Understanding how these sums operate is crucial when you explore further mathematics, as it saves you from writing out long addition sequences and highlights underlying patterns.

Cancellations within a sum occur when opposite terms nullify each other. This concept is particularly useful in simplifying expressions with telescoping series. A telescoping series is a sequence where most terms cancel each other except for a few.
This is clearly seen in the expression \( \sum_{j=1}^{n}(f_{j} - f_{j-1}) \). Here, each \(f_j\) after \(j=1\) has a counterpart \,\(-f_j\), ensuring they cancel out entirely like dominoes. You are left only with \(f_n - f_0\) because \(f_n\) and \(f_0\) have no counterparts to cancel them.

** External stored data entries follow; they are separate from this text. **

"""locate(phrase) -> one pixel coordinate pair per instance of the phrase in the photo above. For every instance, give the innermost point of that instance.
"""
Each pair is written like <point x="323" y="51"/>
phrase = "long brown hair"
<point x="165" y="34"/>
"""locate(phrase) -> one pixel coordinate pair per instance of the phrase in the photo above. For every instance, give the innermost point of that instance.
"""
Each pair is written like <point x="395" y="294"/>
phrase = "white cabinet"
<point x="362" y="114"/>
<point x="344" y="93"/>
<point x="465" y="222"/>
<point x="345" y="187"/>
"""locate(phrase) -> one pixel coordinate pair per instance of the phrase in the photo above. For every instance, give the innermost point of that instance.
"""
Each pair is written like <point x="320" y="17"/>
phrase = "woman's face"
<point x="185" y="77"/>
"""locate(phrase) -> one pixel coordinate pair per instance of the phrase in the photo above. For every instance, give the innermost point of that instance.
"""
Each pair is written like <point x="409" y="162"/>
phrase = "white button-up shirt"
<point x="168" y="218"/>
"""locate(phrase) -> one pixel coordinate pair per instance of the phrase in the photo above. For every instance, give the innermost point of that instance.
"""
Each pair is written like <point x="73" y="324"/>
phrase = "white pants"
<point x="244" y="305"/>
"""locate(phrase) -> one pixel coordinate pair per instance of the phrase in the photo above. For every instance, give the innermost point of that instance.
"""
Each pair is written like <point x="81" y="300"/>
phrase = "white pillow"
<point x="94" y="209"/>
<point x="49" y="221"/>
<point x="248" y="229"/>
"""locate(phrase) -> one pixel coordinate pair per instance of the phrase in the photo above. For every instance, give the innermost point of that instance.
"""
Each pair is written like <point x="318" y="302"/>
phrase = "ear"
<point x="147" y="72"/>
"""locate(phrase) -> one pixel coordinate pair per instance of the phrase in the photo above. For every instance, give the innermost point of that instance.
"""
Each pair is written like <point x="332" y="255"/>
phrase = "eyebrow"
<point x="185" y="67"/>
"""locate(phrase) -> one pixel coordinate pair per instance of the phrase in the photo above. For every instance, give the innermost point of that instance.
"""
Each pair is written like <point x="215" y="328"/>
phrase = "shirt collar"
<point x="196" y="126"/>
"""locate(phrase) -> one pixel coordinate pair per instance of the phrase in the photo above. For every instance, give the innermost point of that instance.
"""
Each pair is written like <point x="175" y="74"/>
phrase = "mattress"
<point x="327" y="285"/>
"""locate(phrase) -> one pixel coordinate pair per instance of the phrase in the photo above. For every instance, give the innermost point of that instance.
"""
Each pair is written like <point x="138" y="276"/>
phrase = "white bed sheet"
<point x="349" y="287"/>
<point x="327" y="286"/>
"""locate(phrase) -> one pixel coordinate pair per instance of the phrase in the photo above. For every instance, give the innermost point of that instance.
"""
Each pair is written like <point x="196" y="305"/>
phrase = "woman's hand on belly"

Such cancellations simplify your calculations significantly, converting what seems like a complicated sum into just a subtraction between two edge terms.

Recognizing mathematical patterns, especially in series and summations, can drastically simplify problem-solving processes. In the exercise, both sums illustrate the use of a telescoping pattern, which is a repeating structure where sequential terms tend to cancel each other.
By identifying this pattern in \( \sum_{j=3}^{12}(f_{j+1} - f_j) \), we realize the sum boils down to \(f_{13} - f_3\).
Mathematical patterns often save time and reduce errors, as you focus only on the start and end terms instead of dealing with each term individually. Knowing these patterns, you can tackle various mathematical challenges with confidence and efficiency.